Based on a reduced model of a linear section of a steel gas pipeline between four supports and with a crack-like through defect, ANSYS FE software is used in this study to develop numerical approaches regarding three key parameters of a composite bandage in the form of a circular lining: the type of composite material and the length and thickness of the composite lining. The approach for assessing the static strength of a damaged section of a steel pipeline with a composite lining that is subjected to internal pressure allows for the determination of the optimal thickness of the composite lining itself, which is equal to the indicator “50.0% to 62.5%” of the pipe thickness. Furthermore, the approach for assessing the dynamic strength and analyzing the possible destruction of the reinforced damaged section of a pipeline experiencing an increase in internal pressure allows for the determination of the optimal length of the composite lining, which, in turn, should be at least 241.2 mm. This work also considers cases when there is no internal pressure and the steel pipeline is subjected to critical pressure. It is found that the frequency spectrum of pipeline oscillations without a composite lining is higher than that with a composite lining.

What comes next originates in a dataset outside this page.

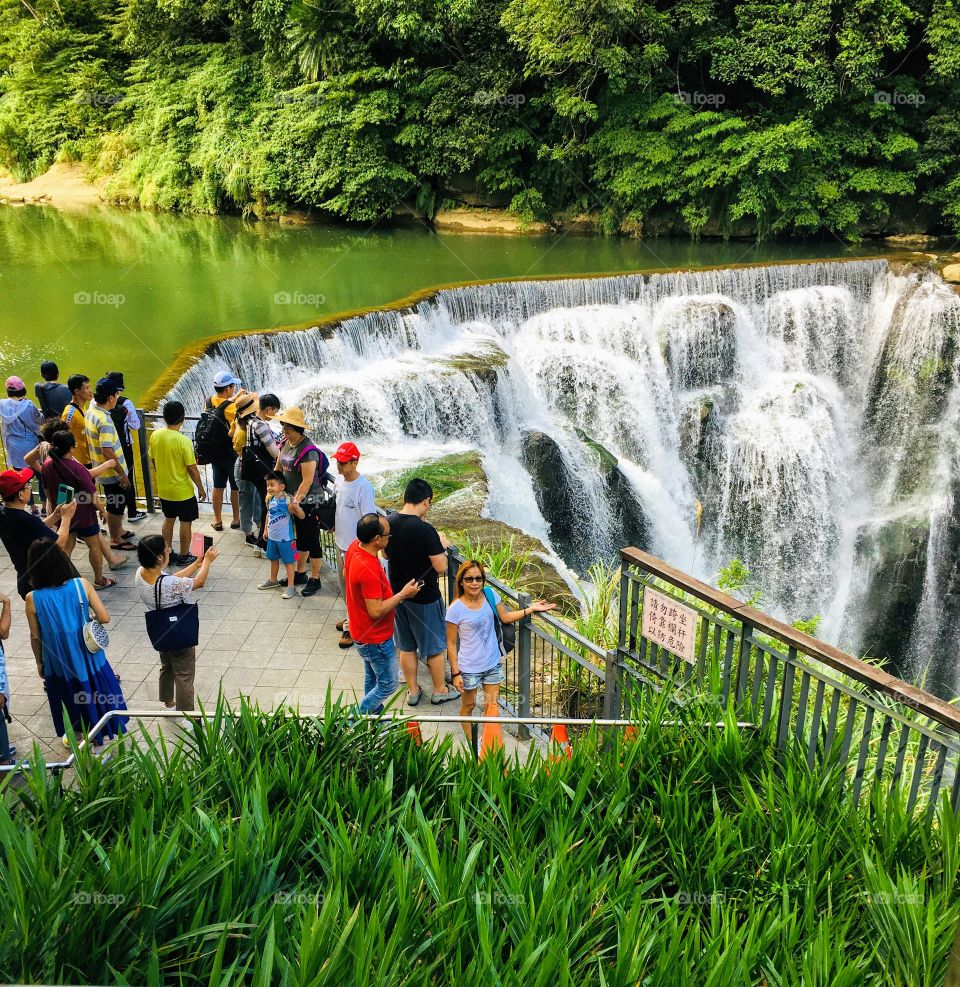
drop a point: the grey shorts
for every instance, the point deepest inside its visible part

The difference between the corresponding dynamic oscillations increases with the thickness or the length of the composite lining. In the absence of internal pressure, all frequencies of the steel pipeline with a crack closed by a composite lining are paired. This pairing is disrupted when the pipeline is subjected to critical internal pressure, and the difference between its oscillation frequency spectrum without and with a composite lining increases. In this case, the oscillation modes significantly differ from those of the same pipeline structure when unloaded. The results ensure the optimal stress distribution in the defect area of a steel pipeline wall and improve the reliability and safety of pipelines under seismic actions. The approach for increasing dynamic strength and eliminating defects can be applied to pipelines with a large diameter regardless of the causes and geometric dimensions of the defects. Moreover, this approach to increasing the strength can be used by various industries and/or institutes which work on the design of new, earthquake-resistant, reinforced pipelines.

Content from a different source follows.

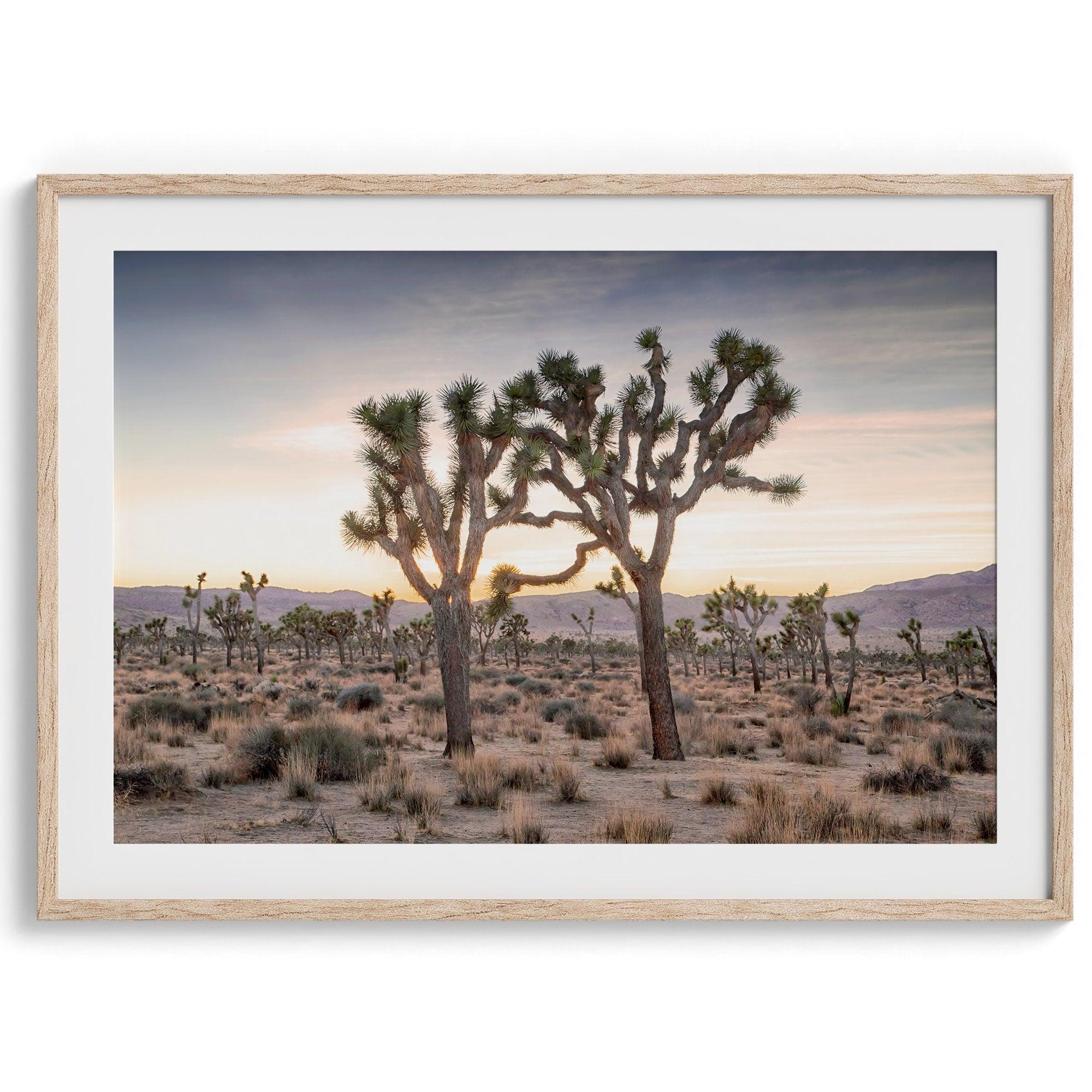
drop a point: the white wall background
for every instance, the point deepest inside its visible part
(506, 88)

This article presents one part of a study on the dynamic deformation and fracture of sections of steel gas pipelines with an external crack-like defect under the action of internal pressure. This work was performed on the basis of finite-element simulations using a cylindrical shell model executed by ANSYS-19.2 on the example of the section of the steel gas pipeline “Beineu–Bozoy–Shymkent” in the Republic of Kazakhstan. The propagation of the incipient crack-like defect along the pipeline and the resulting dynamic fracture in its tip area were investigated. The options of pipeline loading by working and critical internal pressure were both considered. It was found that, within the time of 1.0 ms, the formed crack expanded in the circumferential direction up to the maximum value, which depended on the value of the internal pressure. A further growth of cracks occurred along the longitudinal direction. At the operating pressure, the initial length of the crack increased by a factor of 5.6, while the equivalent stresses increased by a factor of 1.53 within 3.5 ms. Within the time of 3.75 ms, the equivalent stresses stopped growing due to the gas decompression. Specifically, there was a stop to the crack growth along the longitudinal direction. Vice versa, at the maximum pressure, the pipeline fracture did not change qualitatively, while at the time of the process, it decreased up to 3.5 ms. The finite-element results of the stress–strain state and pipeline fracture in the crack tip area at the working pressure showed that, within the time of 1.0 ms, the distance between the crack walls reached 23 mm at the free edge. Conversely, within the time periods of 2.25 and 3.5 ms, it increased two and three times, respectively. The crack elongation in the longitudinal direction occurred 5.8 times with time. Together, within the time of 3.5 ms, the equivalent stresses increased twice, after which the growth of the crack stopped due to the gas decompression. Moreover, studies on the growth of the crack-like defect in its tip area at the maximum pressure showed that additional considerations on the pressure on the crack edges led to an increment of 3.6% of the crack length. The results of this work can be used for the development of measurements for operating gas pipelines in the field of structural reinforcement.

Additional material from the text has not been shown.